Does there need to be a regulatory overhaul of the entire financial system?
I think they [the government] need to understand the financial instruments before they even begin to regulate them and allow them. To my incredible surprise, I talk to people who trade credit default swaps, who work within that market and really don't understand the product. So we have a market where we have built up between 60 and 70 trillion dollars' worth of a financial instrument-which is four-and-a-half times the 2007 gross domestic product-and even those who are experts don't understand the product. There is no way you don't end up with a tragic ending.
Has the government done enough to solve the current liquidity crisis?
No, I don't think they have and I am not sure what they have done is the proper pathway to rebuild America and restart our economy.
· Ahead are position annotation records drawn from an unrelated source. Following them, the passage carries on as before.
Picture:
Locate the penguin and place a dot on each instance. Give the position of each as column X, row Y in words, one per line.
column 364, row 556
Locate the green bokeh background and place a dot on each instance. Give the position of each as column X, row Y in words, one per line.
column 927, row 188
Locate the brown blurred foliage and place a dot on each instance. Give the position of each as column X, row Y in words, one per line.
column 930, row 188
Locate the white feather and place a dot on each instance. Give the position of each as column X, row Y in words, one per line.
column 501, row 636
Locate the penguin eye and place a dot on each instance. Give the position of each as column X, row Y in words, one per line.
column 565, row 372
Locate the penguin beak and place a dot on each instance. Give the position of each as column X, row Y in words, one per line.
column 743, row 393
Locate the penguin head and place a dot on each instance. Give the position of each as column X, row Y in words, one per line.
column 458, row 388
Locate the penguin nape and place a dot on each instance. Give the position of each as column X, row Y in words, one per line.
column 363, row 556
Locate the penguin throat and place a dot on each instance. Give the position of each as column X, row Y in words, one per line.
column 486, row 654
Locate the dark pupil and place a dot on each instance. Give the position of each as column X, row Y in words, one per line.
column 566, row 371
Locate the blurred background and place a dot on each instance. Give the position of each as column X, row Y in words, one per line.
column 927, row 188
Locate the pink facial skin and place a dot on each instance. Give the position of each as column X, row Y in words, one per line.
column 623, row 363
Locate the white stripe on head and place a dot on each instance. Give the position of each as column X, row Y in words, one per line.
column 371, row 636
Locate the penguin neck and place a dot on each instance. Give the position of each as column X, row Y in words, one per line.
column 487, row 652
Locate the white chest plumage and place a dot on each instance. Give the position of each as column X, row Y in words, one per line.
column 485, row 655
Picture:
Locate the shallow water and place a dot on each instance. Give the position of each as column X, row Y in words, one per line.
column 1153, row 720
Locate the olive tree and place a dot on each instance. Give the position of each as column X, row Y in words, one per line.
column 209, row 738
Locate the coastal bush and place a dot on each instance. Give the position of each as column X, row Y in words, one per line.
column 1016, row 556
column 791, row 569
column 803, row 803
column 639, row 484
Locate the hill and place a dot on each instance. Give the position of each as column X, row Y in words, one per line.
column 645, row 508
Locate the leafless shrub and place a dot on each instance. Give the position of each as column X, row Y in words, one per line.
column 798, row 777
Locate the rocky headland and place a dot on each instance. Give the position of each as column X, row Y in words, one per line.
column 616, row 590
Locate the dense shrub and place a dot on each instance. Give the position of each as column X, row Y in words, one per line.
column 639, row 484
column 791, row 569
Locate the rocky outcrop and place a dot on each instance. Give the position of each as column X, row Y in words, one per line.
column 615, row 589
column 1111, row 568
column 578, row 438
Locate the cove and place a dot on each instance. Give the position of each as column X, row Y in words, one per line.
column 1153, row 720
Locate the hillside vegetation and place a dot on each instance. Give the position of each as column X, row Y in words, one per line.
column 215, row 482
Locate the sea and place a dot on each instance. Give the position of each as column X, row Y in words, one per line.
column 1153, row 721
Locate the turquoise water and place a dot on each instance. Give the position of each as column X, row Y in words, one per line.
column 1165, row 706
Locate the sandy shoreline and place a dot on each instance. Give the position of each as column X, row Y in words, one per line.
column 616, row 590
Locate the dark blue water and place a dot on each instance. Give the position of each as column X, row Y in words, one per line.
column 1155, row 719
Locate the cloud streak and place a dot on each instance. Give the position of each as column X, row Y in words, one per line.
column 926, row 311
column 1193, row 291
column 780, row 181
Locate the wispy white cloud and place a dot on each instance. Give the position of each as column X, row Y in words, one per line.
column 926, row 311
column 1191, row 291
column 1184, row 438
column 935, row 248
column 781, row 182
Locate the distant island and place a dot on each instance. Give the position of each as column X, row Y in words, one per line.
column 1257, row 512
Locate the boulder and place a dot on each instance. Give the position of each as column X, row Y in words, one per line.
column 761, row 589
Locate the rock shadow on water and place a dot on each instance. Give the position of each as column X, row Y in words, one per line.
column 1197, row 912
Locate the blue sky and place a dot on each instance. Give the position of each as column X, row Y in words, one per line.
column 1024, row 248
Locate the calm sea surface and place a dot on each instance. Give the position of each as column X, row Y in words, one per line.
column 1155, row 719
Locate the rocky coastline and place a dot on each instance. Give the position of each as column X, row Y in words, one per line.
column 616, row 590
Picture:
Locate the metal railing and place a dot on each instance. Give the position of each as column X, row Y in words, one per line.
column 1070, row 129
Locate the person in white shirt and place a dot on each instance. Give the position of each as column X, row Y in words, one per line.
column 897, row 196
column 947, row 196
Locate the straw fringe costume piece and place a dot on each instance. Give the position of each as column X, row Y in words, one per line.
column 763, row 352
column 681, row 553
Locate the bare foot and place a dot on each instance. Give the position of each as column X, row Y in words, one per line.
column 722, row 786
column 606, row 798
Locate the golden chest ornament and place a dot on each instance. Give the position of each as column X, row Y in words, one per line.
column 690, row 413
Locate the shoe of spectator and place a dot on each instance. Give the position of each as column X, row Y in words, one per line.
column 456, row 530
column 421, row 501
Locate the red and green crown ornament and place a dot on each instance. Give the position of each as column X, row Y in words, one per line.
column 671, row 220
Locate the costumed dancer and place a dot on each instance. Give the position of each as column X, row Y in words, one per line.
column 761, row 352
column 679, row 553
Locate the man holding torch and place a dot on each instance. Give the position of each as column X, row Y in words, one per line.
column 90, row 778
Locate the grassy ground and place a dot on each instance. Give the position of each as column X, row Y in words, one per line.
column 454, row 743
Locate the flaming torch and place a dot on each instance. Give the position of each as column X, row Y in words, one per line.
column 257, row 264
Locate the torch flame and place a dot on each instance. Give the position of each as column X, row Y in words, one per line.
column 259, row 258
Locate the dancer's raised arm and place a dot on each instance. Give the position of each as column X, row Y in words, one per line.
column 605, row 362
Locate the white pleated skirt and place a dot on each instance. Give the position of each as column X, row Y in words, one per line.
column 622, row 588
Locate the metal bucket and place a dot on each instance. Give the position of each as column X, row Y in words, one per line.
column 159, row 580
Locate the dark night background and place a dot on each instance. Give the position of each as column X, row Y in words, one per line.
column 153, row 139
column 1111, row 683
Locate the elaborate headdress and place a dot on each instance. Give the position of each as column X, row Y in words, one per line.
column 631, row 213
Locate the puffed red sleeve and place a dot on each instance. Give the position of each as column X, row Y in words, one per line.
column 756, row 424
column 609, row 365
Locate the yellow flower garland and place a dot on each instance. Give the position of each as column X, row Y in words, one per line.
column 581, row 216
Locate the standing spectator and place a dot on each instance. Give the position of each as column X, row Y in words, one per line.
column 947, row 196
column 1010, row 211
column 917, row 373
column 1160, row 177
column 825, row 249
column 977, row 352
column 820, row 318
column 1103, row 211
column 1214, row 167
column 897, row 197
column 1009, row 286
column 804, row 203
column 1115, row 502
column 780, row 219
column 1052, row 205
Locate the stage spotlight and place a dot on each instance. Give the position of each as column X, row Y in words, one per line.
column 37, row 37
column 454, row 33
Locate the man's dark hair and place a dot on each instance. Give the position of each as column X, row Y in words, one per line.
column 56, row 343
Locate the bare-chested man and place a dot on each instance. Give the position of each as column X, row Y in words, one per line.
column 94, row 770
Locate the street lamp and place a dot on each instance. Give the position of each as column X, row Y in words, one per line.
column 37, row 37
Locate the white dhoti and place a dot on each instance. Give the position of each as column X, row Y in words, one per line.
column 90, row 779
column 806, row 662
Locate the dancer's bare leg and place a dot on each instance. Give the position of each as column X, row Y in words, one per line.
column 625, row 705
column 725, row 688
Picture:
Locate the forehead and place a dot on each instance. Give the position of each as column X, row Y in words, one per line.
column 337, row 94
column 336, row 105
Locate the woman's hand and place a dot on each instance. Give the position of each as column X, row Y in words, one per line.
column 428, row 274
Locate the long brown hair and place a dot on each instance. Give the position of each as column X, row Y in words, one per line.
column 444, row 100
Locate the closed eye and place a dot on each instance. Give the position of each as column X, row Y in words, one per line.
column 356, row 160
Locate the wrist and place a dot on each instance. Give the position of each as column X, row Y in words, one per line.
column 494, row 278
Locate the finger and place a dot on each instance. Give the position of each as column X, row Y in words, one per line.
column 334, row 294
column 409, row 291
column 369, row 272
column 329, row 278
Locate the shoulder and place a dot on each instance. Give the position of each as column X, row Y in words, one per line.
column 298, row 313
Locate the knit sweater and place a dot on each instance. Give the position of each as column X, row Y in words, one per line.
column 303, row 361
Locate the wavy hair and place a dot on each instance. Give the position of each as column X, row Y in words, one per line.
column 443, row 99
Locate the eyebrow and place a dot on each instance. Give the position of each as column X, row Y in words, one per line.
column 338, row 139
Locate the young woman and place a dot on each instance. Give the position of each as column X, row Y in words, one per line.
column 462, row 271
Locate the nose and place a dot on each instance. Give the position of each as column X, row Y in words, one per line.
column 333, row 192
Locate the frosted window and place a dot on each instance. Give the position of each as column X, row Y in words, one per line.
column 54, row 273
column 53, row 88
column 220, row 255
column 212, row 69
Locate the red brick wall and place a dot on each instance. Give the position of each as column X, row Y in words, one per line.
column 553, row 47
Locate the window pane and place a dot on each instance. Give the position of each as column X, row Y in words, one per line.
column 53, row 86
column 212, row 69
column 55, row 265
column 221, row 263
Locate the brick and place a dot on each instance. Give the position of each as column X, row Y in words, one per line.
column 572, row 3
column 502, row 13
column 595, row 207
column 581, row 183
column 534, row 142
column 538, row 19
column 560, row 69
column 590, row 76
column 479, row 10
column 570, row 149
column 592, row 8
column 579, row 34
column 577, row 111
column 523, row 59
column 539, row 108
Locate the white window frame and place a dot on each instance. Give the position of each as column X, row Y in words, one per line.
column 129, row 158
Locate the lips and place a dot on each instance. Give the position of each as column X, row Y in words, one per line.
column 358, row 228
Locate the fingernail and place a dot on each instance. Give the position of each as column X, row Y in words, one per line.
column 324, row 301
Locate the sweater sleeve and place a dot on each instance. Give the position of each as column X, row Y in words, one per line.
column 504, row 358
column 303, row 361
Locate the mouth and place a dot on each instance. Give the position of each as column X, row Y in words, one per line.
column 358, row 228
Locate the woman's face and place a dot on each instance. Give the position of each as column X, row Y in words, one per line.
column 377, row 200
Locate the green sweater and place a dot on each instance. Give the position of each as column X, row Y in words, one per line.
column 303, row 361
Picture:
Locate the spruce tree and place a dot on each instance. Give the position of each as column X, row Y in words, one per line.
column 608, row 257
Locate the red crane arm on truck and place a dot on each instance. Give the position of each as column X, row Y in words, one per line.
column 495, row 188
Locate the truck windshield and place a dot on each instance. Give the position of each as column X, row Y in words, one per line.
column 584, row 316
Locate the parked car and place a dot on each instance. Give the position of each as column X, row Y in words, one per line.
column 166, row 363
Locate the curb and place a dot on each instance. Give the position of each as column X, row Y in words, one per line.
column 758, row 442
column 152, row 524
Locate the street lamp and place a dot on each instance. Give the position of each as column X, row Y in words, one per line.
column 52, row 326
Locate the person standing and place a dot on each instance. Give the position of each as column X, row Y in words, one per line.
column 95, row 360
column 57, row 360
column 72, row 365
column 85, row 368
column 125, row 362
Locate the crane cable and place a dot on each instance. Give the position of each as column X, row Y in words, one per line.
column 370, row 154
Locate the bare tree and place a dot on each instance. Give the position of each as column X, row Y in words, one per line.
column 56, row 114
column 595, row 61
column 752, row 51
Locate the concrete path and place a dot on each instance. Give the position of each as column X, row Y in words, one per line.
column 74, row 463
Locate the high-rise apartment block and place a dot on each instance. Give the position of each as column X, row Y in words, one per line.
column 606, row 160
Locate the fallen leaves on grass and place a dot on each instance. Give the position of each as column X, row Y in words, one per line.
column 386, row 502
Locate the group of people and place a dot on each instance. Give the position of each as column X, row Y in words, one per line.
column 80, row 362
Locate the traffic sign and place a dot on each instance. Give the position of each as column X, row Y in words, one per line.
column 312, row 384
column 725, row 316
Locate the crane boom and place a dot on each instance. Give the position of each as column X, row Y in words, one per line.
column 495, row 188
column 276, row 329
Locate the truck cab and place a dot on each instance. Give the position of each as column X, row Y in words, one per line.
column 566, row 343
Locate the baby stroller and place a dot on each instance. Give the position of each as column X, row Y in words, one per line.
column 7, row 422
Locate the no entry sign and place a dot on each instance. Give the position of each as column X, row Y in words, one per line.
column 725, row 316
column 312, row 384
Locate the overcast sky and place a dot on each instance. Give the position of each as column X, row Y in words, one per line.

I believe that the losses in the financial system are so deep and so wide that $700 billion of preferred investment in the banks [during 2008] is not going to make a difference.
Frankly, with guarantees on fiduciary deposits and interbank lending, they could have kept the fear factor from pulling cash out of the banks and still allowed the banks to have the capital to lend and to earn their way back. I think that $700 billion could have been better utilized to [help] companies that are going through an unprecedented imbalance, a sudden loss in revenues and the inability to rationalize their expense structure.
I think in the end what we are realizing is that GDP has been built on leverage and synthetic financial instruments for some time and we obfuscated the need for an economic base built on manufacturing, and now we are allowing what we need most to disappear during this moment of crisis. I fear that they [the government] have used their money unwisely in terms of saving us from a very deep and dark and wide recession.
Resume: Lynn Tilton
POSITIONS: CEO of Patriarch Partners, a private equity firm, and MD Helicopters.
PAST POSITIONS: Executive at Long Drive Management Trust ("LDMT"), where she developed strategies for distressed debt management and created investment vehicles. Also, executive managing director of Papillon Partners, a firm she founded to offer services to sellers of bank debt. Has eight years of experience in research, sales, trading and investing of distressed debt at Oppenheimer & Co., M.J. Whitman and Amroc Investments. Began career in mergers and acquisitions at Morgan Stanley and worked in corporate finance and merchant banking at Goldman Sachs and Merrill Lynch.
EDUCATION: B.A. in American Studies from Yale. MBA in Finance from Columbia University.
PERSONAL: Age 48. Lives in New Jersey. Divorced with one daughter.